Process Component Technology Selection

Process components might be implemented in any JMS-enabled technology that conforms to the interface specification in the product documentation.

Generally speaking process components can be classified by using a combination of the duration of the process component lifecycle and a description of the statefulness.

Process component duration defines how long it takes to execute all tasks in the plan item. There is no absolute number that defines a short vs. long-lived process component. Instead the duration defines whether or not the task can be amended in-flight:

  • Short-lived – an in-flight process cannot be amended. When suspended by Orchestrator the process runs to completion and returns a complete response.
  • Long-lived – an in-flight process can be amended. When suspended by Orchestrator the process might either run to completion and return a complete response, or it might suspend execution and return a suspend response. If a suspend response is returned, it must handle an activate request from Orchestrator later to resume execution.
  • Process component statefulness defines whether or not a process component needs to persist state internally during the life of an invocation. This does not include storing data by using Order Management Server data service interfaces, which is available for all process components. Instead, the determining requirement is whether or not state is stored directly within the process component:
    • Stateless – short-lived process component that is invoked and does not require state persistence.
    • Stateful – short or long-lived process component that is invoked and does require state persistence.
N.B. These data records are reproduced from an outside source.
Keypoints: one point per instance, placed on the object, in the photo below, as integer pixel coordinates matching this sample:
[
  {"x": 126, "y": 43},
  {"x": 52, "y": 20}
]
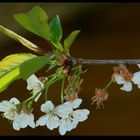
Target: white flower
[
  {"x": 9, "y": 108},
  {"x": 75, "y": 103},
  {"x": 136, "y": 79},
  {"x": 34, "y": 84},
  {"x": 127, "y": 85},
  {"x": 74, "y": 117},
  {"x": 20, "y": 118},
  {"x": 62, "y": 116},
  {"x": 50, "y": 119}
]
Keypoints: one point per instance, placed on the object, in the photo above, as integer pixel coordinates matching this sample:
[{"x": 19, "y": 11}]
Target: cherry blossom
[
  {"x": 34, "y": 84},
  {"x": 20, "y": 117}
]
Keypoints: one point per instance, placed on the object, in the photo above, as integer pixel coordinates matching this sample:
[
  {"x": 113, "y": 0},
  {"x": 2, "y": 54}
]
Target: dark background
[{"x": 108, "y": 31}]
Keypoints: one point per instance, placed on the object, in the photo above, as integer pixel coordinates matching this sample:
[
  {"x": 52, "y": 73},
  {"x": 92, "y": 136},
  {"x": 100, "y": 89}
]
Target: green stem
[
  {"x": 62, "y": 90},
  {"x": 31, "y": 98},
  {"x": 48, "y": 84}
]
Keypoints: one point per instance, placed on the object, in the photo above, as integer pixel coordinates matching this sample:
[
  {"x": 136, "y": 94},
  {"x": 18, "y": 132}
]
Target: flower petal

The choice of stateless or stateful process component is not necessarily determined by whether the backend systems being invoked are synchronous or asynchronous. Asynchronous backend system invocation is a common use case for stateful process component. However, it might be possible to pass a correlationID through the backend system that lets the use of a stateless process component. Consequently, a process component is defined as a logical entity that provides a given set of functionality. It does not necessarily translate directly into a single physical process that is invoked and runs to completion.

If a process component requires manual interaction then it is in almost all cases be defined as stateful.

Technology Recommendations based on Requirements

Some technology recommendations for a given set of conditions are as follows:

Requirement

Technology

Short lived process that does one or many synchronous invocations to back-end systems.

BusinessWorks

BusinessEvents

Short-lived process that does one or many synchronous and/or asynchronous invocations to back-end systems. The back-end system accepts a correlation ID that comprised of the combination of orderRef and planItemID.

BusinessWorks

BusinessEvents

Short-lived process that does one or many asynchronous invocations to back-end systems.

BusinessWorksBW6

Java

Short-lived process that does one or many synchronous and/or asynchronous invocations to back-end systems. The back-end system accepts a correlation ID but cannot be comprised of orderRef and planItemID.

BusinessEvents

Long-lived process that does one or many synchronous and/or asynchronous invocations to back-end systems with no manual interaction.

BusinessEvents

Long-lived process that does one or many synchronous and/or asynchronous invocations to back-end systems with at least one manual interaction.

iProcess

Long-lived process that does one or many asynchronous invocations to back-end systems.